Scant precipitation, rapidly melting snow put irrigation districts in bind

May 13, 2020

Capital Press

Scant precipitation, rapidly melting snow put irrigation districts in bind By GEORGE PLAVEN

In 12 years as manager of the North Unit Irrigation District, Mike Britton said this summer could be the toughest he’s seen by far.

Low precipitation and rapidly melting snow in the Upper Deschutes and Crooked river basins of Central Oregon mean natural stream flows will be just 19-78% of average through September, leaving farmers and ranchers with less water for crops and livestock.

To make matters worse, Wickiup Reservoir — the district’s main source of stored water — was only 60% filled as of April 30, a record low to start the season.

“This is going to be a tough year all the way around,” Britton said. “Our reservoir didn’t even come close to filling.”

Warm and dry weather played out across Oregon in April, exacerbating drought conditions statewide and rapidly melting snow in the Cascades. All water basins are now below average for snowpack, even those that were near- or above-average when the month began.

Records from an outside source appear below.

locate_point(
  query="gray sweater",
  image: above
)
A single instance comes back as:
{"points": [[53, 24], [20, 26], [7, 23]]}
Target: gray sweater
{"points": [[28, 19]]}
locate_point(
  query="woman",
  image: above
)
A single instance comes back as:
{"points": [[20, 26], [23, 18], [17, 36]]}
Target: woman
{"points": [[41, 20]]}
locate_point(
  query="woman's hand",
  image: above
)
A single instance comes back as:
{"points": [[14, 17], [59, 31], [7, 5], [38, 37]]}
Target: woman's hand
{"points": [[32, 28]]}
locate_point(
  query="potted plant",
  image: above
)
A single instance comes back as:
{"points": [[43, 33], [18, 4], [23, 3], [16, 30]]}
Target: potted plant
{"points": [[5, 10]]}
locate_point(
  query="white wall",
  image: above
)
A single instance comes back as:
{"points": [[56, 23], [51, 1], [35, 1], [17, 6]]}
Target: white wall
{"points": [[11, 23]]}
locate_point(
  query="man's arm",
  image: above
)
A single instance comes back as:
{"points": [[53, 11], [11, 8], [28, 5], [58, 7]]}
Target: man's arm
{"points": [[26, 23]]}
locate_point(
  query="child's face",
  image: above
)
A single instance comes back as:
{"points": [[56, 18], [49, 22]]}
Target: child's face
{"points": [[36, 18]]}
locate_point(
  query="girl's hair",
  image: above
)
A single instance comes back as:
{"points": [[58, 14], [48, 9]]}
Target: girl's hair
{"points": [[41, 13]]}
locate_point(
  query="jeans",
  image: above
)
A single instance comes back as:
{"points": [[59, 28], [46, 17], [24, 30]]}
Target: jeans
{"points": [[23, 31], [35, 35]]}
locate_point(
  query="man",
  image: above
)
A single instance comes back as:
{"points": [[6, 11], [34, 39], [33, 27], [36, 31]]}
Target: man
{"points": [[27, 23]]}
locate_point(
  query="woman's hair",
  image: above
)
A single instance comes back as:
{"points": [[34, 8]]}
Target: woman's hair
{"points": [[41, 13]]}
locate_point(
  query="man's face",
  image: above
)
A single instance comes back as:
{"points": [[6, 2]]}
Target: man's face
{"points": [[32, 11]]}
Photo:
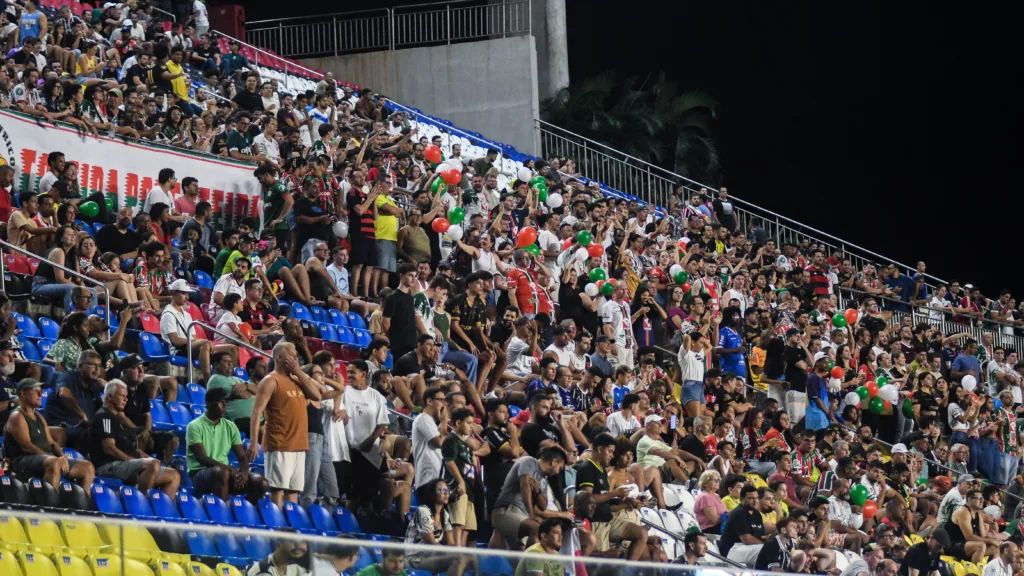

Scott Oviatt, snow survey supervisor for the USDA Natural Resources Conservation Service in Portland, said April is normally when snowmelt occurs, but what struck him was how quickly it unfolded this year.

Dozens of sites monitored by the NRCS lost 2-5 times more snow than usual for the month, Oviatt said. Three sites experienced record melt-off, including Hogg Pass and Irish Taylor in the central Oregon Cascades, and Annie Springs near the entrance to Crater Lake National Park.

“This year, we didn’t really have rain-on-snow or any additional snow accumulations,” Oviatt said. “Most basins across the state struggled to reach normal conditions, with the exception being the northern Blue Mountains” in the northeastern corner of the state.

Monthly precipitation for April was also down across all basins in Oregon, at 49% of average statewide. According to the U.S. Drought Monitor, 96% of Oregon is in some stage of drought, with 6% entering “extreme” drought in the southwest and north-central parts of the state.

Kyle Gorman, region manager for the Oregon Water Resources Department in Bend, said he was surprised by how little water runoff the area received. In-stream water supplies will be “woefully short,” he said, and reservoirs will likely be much lower than usual heading into the fall.

“Back in January, we had good precipitation and were on the march toward at least being average,” Gorman said. “After that, the lack of precipitation and rapid snowmelt have put us the situation of having abnormally dry conditions.”

This year could be comparable to some of the driest years on record for the region, Gorman added.

The combination of heat and drought is a brutal 1-2 punch for irrigation districts like North Unit, which will be forced to cut back allocations and leave 25-30% of farmland fallow.

Based in Madras, Ore., the North Unit Irrigation District serves roughly 950 customers and 60,000 irrigated acres. Britton said the district began releasing water from Wickiup Reservoir on the Deschutes River a month earlier than last year to supplement low flows and start delivering water to patrons.

Wickiup is the second-largest reservoir in Oregon, capable of holding up to 200,000 acre-feet of water. It had only 121,687 acre-feet by the end of April, which Britton said might be due to more snow runoff being absorbed into unusually dry soils throughout the basin.

“Being so dry, it’s not making it into the river and tributary systems like it typically might,” Britton said.

The district also has 10,000 acre-feet of water rights from Prineville Reservoir on the Crooked River, which it plans to use. Britton said the water allotment for farms served by the Deschutes River will be 1.25 acre-feet per acre, and 0.6 acre-feet per acre for farms served by the Crooked River.

That is less than last year’s allotment of 1.5 acre-feet along the Deschutes and 0.75 acre-feet along the Crooked. Britton said farms will likely choose to leave more land fallow that would otherwise be used to grow alfalfa hay and forage. Water instead will go toward growing higher-value crops such as grass seed and carrot seed.

“A lot of it is commodity-driven,” Britton said. “It’s just a matter of where you’re at and what you grow. If you’re well diversified, you can do a little better. But if everything you have is in alfalfa or forage crops, you kind of take a hit.”

In southeast Oregon, the Owyhee Basin also experienced a rapid decline of snowpack in April from 97% of normal to 23%.

Jay Chamberlin, Owyhee Irrigation District manager, said stream flows are averaging around 40% of average. Similar to Central Oregon, runoff from snowpack in the 250-square-mile basin soaked into dry soils before it could make it into Owyhee Reservoir.

The district serves about 2,500 growers and 120,000 irrigated acres, growing an array of signature crops from onions to sugar beets. It takes about 500,000 acre-feet of water to satisfy irrigation demands, Chamberlin said. He expects they will have enough water this year, thanks to carryover in the reservoir.

However, he said the district could find itself in a bind next year, depending on weather.

“We’re going to lose our reserves. It’s a little like losing your savings account. It makes your decision-making a little more difficult,” Chamberlin said. “For us, you always want some reserves that can help you through.”